Purpose Iron deficiency (ID) is common in heart failure patients and is associated with reduced exercise capacity, fatigue, worsening heart failure and increased rate of heart failure hospitalization. Intravenous iron therapy allows restoration of iron deficiency, increasing hemoglobin levels and ameliorates functional capacity. In this study, we aimed to determine the efficacy and safety of ferric carboxymaltose (FCM) treatment in continuous flow LVAD patients Methods In the study, we retrospectively analysed 29 patients treated with 1000 mg IV iron (FCM) due to ID between June 2018 and October 2018. We evaluated the effect of therapy on functional capacity, six-minute walking distance(6MWD), and laboratory findings.

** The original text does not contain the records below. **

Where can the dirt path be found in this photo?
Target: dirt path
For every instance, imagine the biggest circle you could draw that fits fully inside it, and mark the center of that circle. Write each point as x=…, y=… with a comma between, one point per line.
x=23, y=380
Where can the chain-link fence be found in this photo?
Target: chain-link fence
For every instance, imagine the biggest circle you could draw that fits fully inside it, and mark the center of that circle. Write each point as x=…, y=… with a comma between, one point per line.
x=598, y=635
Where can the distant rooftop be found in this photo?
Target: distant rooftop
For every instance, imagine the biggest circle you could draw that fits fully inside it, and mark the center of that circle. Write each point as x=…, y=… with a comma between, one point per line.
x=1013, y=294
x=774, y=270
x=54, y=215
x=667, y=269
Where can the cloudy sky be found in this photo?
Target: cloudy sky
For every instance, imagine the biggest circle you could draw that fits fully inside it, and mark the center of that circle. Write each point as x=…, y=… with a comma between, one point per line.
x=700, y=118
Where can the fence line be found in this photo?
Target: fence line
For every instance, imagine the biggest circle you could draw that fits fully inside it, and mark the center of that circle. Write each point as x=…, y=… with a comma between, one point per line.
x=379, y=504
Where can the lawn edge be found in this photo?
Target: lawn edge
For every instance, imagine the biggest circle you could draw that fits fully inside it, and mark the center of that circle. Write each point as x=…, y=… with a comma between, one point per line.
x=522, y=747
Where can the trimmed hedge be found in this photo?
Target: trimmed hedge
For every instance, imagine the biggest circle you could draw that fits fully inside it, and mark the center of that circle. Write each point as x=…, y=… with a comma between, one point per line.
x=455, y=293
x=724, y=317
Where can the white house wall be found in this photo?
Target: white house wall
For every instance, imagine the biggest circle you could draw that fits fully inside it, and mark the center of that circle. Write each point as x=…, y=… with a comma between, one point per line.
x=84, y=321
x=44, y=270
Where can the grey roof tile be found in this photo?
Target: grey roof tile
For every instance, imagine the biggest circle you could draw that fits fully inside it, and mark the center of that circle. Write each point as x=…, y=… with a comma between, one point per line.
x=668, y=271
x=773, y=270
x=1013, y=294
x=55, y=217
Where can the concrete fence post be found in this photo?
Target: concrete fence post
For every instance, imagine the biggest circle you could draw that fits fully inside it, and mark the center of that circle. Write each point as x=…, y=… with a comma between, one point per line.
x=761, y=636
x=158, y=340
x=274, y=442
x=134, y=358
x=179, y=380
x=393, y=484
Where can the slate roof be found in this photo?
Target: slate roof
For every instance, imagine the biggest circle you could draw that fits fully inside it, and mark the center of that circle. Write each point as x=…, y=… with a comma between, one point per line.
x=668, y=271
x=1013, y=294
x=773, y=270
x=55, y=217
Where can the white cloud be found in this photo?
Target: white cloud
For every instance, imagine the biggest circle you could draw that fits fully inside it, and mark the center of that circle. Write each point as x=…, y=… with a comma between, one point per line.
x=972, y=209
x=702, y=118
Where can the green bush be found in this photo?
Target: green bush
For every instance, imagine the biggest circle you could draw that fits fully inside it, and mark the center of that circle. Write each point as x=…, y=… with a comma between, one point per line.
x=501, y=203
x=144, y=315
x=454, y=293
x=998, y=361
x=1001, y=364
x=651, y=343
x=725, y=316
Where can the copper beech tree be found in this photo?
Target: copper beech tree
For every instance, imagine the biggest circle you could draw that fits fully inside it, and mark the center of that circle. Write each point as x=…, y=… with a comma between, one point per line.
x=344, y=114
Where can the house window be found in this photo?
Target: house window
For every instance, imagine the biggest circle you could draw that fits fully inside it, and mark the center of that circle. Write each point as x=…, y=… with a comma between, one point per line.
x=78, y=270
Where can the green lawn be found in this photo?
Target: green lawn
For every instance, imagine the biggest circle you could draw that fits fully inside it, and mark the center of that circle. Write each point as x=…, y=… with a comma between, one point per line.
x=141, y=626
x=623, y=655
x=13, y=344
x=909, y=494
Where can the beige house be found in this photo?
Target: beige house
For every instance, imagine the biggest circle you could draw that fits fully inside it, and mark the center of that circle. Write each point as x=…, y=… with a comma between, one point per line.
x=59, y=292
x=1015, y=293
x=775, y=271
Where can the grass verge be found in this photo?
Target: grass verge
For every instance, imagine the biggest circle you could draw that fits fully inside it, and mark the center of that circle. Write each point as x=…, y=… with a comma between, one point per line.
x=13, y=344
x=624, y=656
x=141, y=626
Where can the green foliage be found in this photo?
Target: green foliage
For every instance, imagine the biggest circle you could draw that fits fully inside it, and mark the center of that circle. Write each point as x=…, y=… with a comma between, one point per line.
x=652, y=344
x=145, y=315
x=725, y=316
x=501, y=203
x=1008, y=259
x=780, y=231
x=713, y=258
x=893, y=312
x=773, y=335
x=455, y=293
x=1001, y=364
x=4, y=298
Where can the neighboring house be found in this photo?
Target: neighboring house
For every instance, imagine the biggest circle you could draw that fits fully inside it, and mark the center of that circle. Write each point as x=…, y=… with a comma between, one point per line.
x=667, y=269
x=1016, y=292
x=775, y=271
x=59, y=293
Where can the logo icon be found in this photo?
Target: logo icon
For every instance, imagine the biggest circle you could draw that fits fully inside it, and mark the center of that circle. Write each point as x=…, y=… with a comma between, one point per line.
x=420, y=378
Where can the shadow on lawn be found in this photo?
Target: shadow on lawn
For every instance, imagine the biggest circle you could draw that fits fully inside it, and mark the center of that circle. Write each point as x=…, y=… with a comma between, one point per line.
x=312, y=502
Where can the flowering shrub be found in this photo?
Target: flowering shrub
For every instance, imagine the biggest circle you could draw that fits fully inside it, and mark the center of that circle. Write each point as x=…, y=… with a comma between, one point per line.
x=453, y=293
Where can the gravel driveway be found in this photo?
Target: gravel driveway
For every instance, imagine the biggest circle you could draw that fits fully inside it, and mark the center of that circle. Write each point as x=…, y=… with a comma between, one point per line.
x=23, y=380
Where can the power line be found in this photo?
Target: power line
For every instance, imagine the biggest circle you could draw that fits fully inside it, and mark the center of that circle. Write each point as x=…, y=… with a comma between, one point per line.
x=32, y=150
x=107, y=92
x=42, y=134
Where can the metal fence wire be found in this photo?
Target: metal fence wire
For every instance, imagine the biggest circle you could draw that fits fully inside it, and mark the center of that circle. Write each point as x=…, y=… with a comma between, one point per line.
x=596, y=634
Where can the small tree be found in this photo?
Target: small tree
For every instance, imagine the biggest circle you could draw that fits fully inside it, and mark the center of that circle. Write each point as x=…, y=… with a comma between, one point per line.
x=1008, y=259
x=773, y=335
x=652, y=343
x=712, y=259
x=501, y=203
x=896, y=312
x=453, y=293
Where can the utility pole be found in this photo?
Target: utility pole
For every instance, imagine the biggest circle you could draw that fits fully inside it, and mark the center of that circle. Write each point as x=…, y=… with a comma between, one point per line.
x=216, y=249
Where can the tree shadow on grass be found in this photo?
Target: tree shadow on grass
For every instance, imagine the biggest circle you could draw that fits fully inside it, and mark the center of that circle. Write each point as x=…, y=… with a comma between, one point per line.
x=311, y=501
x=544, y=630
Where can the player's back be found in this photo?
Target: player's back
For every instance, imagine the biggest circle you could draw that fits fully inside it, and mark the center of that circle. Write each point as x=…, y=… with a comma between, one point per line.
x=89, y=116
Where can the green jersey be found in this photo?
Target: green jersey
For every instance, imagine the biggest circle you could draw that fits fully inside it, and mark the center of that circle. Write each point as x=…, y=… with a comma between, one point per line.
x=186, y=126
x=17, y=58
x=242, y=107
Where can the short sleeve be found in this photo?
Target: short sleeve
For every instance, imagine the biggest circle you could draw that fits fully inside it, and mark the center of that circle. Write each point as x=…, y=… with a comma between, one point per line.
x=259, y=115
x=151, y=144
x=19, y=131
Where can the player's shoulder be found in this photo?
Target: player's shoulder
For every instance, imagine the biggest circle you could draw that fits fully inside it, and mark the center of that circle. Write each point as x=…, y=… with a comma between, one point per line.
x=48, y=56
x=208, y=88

Results Mean age of the population was 51.6 ± 13.4 years, and 69% of the patients were male. Mean body mass index(BMI) was 26.8 ± 5.47kg/m2. The mean follow-up period after FCM infusion was 97.8 ± 21.2 days. NYHA functional class decreased from 1.83 ± 0.46 to 1.39 ± 0.49. 6MWD increased from 371 ± 75 meters to 395 ± 60 meters, mean change was 13.7 ± 35 meters. Hematological parameters (hemoglobin, hematocrit, blood iron level, ferritin, TSAT) improved. Mean NT pro-BNP value decreased from 1520 ± 1429 pg/ml to 1513 ± 1817 pg/ml, mean change was 6.7 pg/ml. The number of thrombocytes decreased (276 ± 97 to 220 ± 49.8, mean change 56.1 ± 87.7), mean platelet volume increased (10.25 ± 1.01 to 10.43 ± 0.92, mean change 0.188±0.55) and platecrit decreased (0.28 ± 0.071 to 0.23 ± 0.047, mean change -0.048 ± 0.074) In the follow up period four patients developed pump thrombosis (PT) and treated with iv thrombolytic therapy. When we compare the iron treated patients with the ones who were not treated there was an increase in the rate of pump thrombosis although it did not reach significance (PT rates were respetively, 13.7% - 6.3%, p=0.239). The variables associated with pump thrombosis were BMI (PT:50.7 ± 13.7 kg/m2- nonPT:57.25 ± 10.6 kg/m2 p=0.001), increase in mean platelet volume (PT: 10.3 ± 0.94 fl - nonPT: 11.15 ± 0.17 fl, p=0.001) and increase in platecrit (PT: 0.225 ± 0.039 % - nonPT:0.282 ± 0.063%, p= 0.023) after therapy. Conclusion FCM therapy increased functional class and 6MWD in LVAD patients with ID. Natriuretic peptid levels decreased after therapy. However there was a trend in pump thrombosis after therapy. Further studies are needed to establish the safety of FCM therapy in this population.